Sul piano politico, il ricorso ha suscitato immediate reazioni. Matteo Salvini ha ribadito la correttezza della sua condotta: «Difendere i confini non è un reato. Il Tribunale mi ha assolto con motivazioni puntuali. Qualcuno non si rassegna, ma non ho nulla da temere». La sua avvocata, Giulia Bongiorno, ha definito la sentenza «completa e ineccepibile». «Fonti» della difesa hanno poi definito «erroneo e fuorviante sostenere che la sentenza di assoluzione» si sia limitata «a esprimere considerazioni in diritto.
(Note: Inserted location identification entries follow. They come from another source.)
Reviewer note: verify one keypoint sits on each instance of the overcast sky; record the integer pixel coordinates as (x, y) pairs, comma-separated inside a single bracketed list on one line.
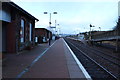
[(73, 16)]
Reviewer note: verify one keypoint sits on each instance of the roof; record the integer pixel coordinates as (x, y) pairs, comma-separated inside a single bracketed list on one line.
[(22, 10), (42, 29)]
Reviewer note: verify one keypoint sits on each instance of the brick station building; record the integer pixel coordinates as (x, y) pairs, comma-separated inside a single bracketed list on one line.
[(42, 35), (18, 28)]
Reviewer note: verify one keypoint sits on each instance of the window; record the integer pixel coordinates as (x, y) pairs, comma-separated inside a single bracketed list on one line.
[(30, 32), (22, 30)]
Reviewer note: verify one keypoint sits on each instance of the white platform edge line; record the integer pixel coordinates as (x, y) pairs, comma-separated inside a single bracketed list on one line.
[(34, 61), (79, 63)]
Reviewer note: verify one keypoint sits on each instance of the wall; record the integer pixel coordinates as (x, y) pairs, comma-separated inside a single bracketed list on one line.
[(5, 12)]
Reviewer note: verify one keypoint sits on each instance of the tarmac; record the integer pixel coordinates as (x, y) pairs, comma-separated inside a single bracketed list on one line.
[(44, 61)]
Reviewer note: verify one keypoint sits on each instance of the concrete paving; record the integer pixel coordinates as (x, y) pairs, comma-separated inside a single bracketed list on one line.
[(55, 61)]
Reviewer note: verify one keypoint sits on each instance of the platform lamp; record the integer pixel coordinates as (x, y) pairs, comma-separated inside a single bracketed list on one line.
[(50, 20)]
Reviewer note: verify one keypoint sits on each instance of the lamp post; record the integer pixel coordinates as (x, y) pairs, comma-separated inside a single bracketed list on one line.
[(50, 20), (90, 31)]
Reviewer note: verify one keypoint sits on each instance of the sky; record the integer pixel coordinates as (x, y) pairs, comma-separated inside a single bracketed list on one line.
[(73, 16)]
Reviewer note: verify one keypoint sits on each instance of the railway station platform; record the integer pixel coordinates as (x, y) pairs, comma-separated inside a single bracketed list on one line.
[(56, 61)]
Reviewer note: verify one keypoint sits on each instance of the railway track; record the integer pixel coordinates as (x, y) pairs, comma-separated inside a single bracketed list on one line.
[(96, 70)]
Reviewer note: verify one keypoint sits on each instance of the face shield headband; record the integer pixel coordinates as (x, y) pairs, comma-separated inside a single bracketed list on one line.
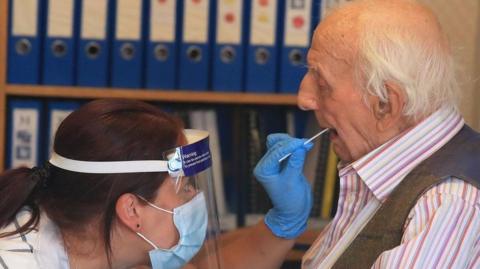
[(185, 160)]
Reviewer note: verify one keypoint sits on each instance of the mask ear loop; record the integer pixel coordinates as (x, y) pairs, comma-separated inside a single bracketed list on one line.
[(178, 183), (148, 241)]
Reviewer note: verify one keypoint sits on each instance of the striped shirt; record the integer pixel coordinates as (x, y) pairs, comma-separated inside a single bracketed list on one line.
[(442, 229)]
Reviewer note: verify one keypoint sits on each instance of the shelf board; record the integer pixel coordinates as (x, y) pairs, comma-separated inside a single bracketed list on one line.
[(150, 95)]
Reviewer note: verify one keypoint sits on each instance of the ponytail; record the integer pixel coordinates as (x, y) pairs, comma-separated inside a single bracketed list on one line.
[(18, 188)]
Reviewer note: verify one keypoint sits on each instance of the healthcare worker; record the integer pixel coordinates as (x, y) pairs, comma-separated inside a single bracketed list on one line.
[(126, 186)]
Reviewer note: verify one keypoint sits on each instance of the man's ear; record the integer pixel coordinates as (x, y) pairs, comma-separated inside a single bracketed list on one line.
[(389, 114), (128, 209)]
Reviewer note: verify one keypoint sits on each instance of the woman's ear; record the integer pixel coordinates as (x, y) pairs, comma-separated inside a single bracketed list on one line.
[(129, 209)]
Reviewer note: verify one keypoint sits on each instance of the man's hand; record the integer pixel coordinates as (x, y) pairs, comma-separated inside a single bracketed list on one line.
[(286, 185)]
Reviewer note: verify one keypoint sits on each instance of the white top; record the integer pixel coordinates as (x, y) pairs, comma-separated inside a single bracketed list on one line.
[(39, 249)]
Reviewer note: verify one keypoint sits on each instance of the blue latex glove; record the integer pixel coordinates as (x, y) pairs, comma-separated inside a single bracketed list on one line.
[(286, 185)]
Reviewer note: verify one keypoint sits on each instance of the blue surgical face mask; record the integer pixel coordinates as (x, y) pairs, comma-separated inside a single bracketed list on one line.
[(191, 221)]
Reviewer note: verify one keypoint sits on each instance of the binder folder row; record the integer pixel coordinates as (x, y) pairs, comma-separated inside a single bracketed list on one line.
[(223, 45), (28, 143)]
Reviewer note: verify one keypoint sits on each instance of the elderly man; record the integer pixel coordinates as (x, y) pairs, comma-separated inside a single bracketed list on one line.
[(381, 78)]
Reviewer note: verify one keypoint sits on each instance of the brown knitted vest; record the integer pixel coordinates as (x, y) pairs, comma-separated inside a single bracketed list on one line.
[(460, 158)]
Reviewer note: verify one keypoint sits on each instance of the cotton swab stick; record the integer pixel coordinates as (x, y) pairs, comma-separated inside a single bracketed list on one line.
[(306, 142)]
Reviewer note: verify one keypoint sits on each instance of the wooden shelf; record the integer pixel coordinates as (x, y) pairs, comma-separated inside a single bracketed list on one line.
[(150, 95)]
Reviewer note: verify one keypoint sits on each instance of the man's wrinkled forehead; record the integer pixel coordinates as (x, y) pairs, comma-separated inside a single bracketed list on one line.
[(337, 36)]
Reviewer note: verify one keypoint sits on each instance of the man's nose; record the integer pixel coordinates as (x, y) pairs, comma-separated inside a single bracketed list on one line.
[(307, 98)]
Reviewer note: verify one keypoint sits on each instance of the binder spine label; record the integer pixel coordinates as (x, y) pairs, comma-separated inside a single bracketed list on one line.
[(297, 23), (263, 22), (25, 17), (162, 20), (60, 18), (128, 18), (195, 23), (94, 19), (24, 137), (229, 24), (57, 117)]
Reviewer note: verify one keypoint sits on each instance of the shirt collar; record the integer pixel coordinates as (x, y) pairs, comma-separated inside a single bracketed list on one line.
[(50, 251), (385, 167)]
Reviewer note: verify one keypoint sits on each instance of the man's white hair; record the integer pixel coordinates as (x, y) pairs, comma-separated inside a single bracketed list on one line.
[(423, 69)]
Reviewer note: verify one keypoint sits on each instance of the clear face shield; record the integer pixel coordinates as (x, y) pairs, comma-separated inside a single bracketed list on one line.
[(196, 220)]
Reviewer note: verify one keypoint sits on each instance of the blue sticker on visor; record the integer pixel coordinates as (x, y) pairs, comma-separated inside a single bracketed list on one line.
[(196, 157)]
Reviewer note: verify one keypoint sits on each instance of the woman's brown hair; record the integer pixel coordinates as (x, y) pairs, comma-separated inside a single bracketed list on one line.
[(102, 130)]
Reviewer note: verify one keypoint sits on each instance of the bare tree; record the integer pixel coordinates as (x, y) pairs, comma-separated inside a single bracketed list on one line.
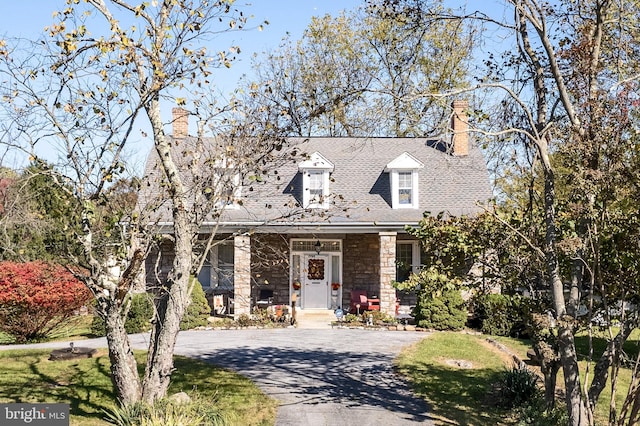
[(105, 70)]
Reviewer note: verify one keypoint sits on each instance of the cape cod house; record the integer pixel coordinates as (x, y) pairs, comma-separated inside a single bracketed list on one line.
[(354, 198)]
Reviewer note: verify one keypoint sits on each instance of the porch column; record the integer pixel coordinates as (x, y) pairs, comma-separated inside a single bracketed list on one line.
[(241, 275), (387, 272)]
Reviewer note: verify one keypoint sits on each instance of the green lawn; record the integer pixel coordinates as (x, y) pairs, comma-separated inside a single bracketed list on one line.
[(458, 396), (461, 396), (28, 376)]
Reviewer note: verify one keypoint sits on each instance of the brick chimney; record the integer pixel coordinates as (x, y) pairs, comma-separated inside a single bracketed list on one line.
[(180, 122), (460, 128)]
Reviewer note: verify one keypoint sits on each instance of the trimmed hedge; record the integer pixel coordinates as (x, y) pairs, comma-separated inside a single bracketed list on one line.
[(500, 315), (446, 311)]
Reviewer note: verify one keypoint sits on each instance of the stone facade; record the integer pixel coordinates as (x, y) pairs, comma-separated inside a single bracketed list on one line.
[(270, 266), (360, 265), (387, 272), (242, 275)]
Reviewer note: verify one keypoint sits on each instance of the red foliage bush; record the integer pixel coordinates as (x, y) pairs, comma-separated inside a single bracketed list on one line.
[(37, 297)]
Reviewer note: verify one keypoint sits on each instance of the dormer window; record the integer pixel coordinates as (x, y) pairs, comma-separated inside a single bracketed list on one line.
[(403, 177), (315, 181), (225, 186)]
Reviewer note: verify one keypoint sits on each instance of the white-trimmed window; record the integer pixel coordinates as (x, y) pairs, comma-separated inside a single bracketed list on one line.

La tesi accusatoria è stata bocciata anche nel merito».

A difendere il ministro la premier Giorgia Meloni, che ha parlato di un «accanimento surreale» e criticato l’uso delle risorse della giustizia per un processo chiuso con assoluzione piena. Il ministro della Giustizia Carlo Nordio ha espresso dubbi sull’impugnazione: le sentenze di assoluzione, «come in tutti i Paesi civili», non vanno impugnate, ha detto, «rimedieremo». Il ministro dell’Interno Matteo Piantedosi ha aggiunto: «Mi sento moralmente coinvolto anche io». Dal lato opposto, il fondatore di Open Arms, Oscar Camps, ha commentato: «I fatti sono stati chiariti in primo grado. Attendiamo di leggere il ricorso, ma abbiamo fiducia nella procura di Palermo».